HowTo use the CDT to navigate Linux kernel source
Here are some steps that I've found to get the CDT to work well with the Linux kernel source. If you exclude some of these steps, it may still work to a large degree, but some things may not work exactly right; for example it may find the wrong include file for a C file.
Anyway, as you do these steps, I think you may understand how they assist the indexer to do a good job for the Linux kernel source.
Disclaimer: these steps were last updated for Eclipse Juno + CDT 8.0.2, and originally developed for Eclipse 3.5.1 + CDT 6.0.0.
- Download and install Eclipse plus the CDT.
- Configure and build your kernel to define CONFIG_* and generate autoconf.h. This can be done before or after downloading and installing Eclipse.
- Ensure that you have the right kernel source (e.g. make sure you are on the right git branch). If you check out another branch later, that's ok, but you will need to re-index the source, and that takes about 20 minutes.
- Start up Eclipse.
- Click File->New->C Project
- Fill in a project name like my_kernel
- Uncheck the Use default location box and type in the root directory of your kernel into the Location box.
- In the Project type: pane, click the Makefile project and select Empty Project
- On the right side, select Linux GCC
- Click Advanced settings... and a Properties dialog will pop up.
- Select Resource on the left, and then in the Text file encoding section, select Other and ISO-8859-1 in the box, then click Apply
- Open the C/C++ General selection on the left.
- Click on Preprocessor Include Paths
- Select GNU C in the Languages list
- Select CDT User Setting Entries in the Setting Entries list
- Click on Add.... Choose Preprocessor Macros File from the top left dropdown, Project Path from the top right dropdown, and enter "include/generated/autoconf.h" into the File text box. (Note: for older kernels [pre-2.6.36?], the location of autoconf.h is include/linux/autoconf.h)
- Also add any other macros files you are using.
- Click on Indexer
- Checkmark the Enable project specific setttings box.
- Uncheck Index source files not included in the build
- Clear out the Files to index up-front box.
- Click on Paths and Symbols on the left.
- Select the Includes tab and then select GNU C
- Click Add...
- Click Workspace... then select your kernel's include directory
- Do another Add, Workspace and add arch/architecture/include, e.g., arch/powerpc/include
- Click the # Symbols tab
- Click Add...
- Set the name to __KERNEL__
- Set the value to 1 and click OK
- Click the Source Location tab
- Click the twisty for your project.
- Select the Filter item and click Edit Filter...
- Click Add Multiple... and then select all of the arch/* directories in your kernel source that will not be used (i.e. all the ones that are not for the architecture you are using)
- Click OK and OK again to dismiss that dialog.
- Click OK on the Properties dialog.
- Click Finish on the C Project dialog.
- Right click on the project and select Index then select Rebuild
- It will take about 20 minutes or so to complete.
- Adding include and arch/architecture/include only gets you a couple of the common include paths.
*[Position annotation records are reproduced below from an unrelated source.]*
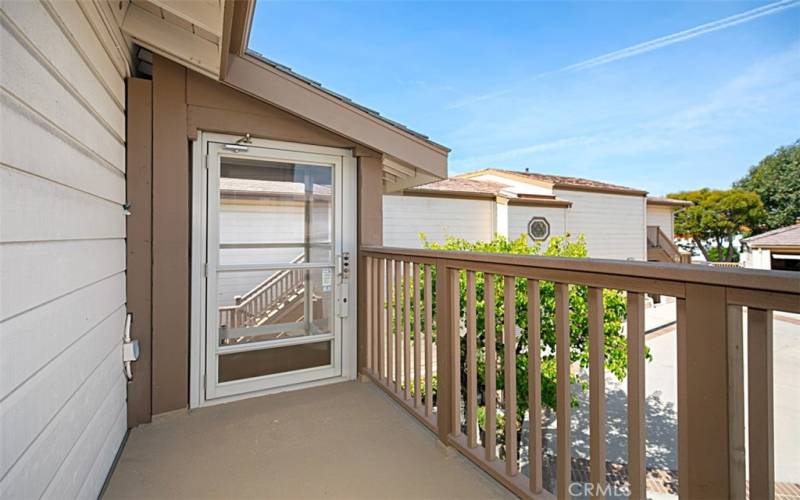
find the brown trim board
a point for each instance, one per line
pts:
(139, 231)
(171, 223)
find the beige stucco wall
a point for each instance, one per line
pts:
(613, 224)
(520, 216)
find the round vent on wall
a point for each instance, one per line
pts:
(538, 228)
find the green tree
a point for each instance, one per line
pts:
(716, 218)
(776, 179)
(614, 311)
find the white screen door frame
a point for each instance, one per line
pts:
(209, 151)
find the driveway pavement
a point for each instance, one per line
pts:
(661, 393)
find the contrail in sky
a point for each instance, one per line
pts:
(681, 36)
(651, 45)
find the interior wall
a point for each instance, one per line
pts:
(185, 102)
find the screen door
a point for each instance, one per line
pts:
(277, 282)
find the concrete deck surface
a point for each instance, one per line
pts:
(344, 440)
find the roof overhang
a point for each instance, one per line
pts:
(211, 38)
(669, 202)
To fully index all of the kernel, you would have to add dozens of paths, unfortunately. For this reason, I advise against using PTP's remote indexing capability for the linux kernel, because what happens is that it will report thousands of errors in locating header files, and the process of reporting those errors over a possibly long-latency link, will cause the indexing to take many hours.
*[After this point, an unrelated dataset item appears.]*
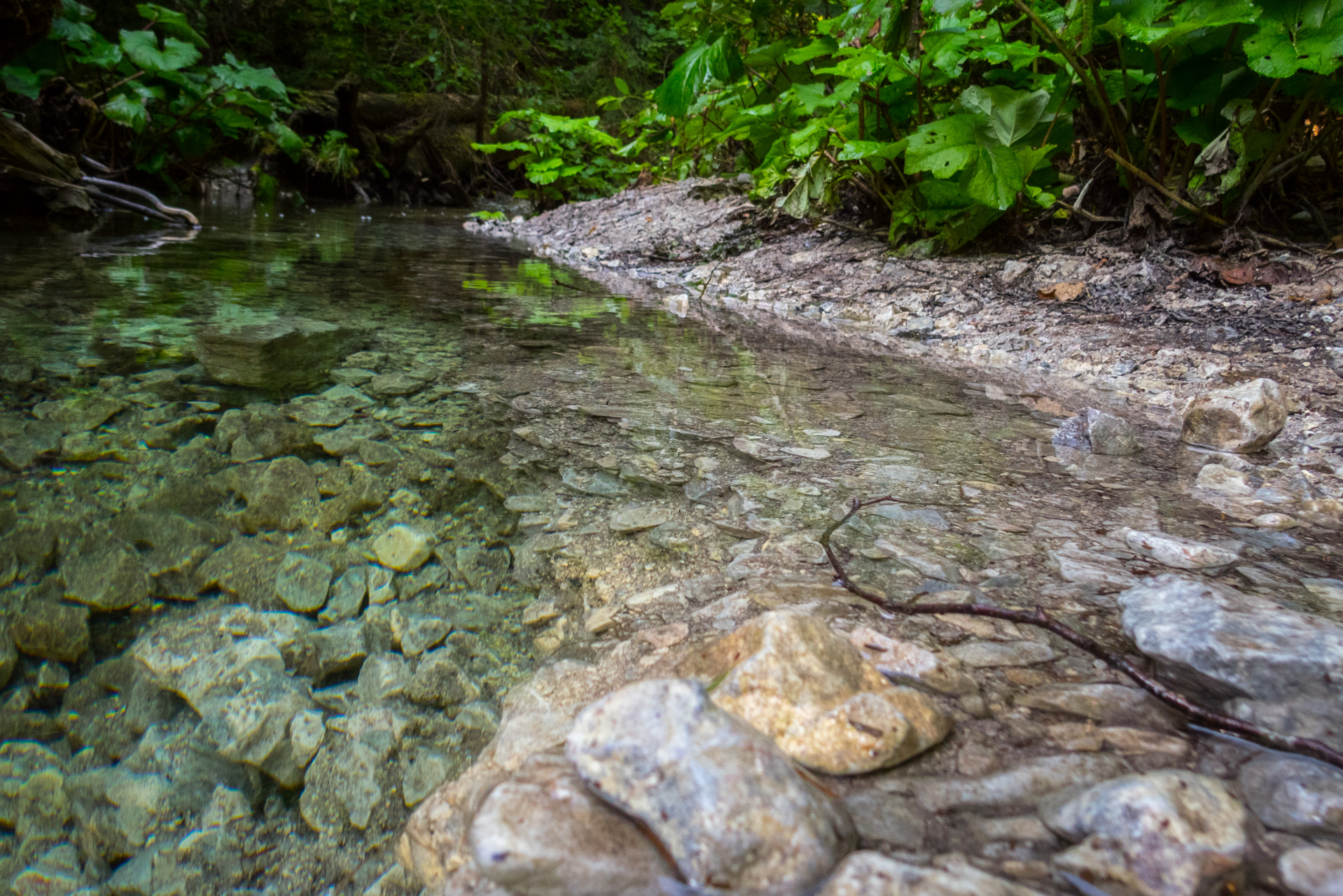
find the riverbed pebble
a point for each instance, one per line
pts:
(721, 796)
(810, 690)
- If you change any of your CONFIG_* settings, in order for Eclipse to recognize those changes, you may need to do a "build" from within Eclipse. Note, this does not mean to re-build the index; this means to build the kernel, by having Eclipse invoke make (this is normally bound to the Ctrl-B key in Eclipse). Eclipse should automatically detect changes to include/generated/autoconf.h, reread the compilation #defines it uses, and reindex.
- The background color of "Quick Context View" will be dark if the Ambiance theme in Ubuntu is selected.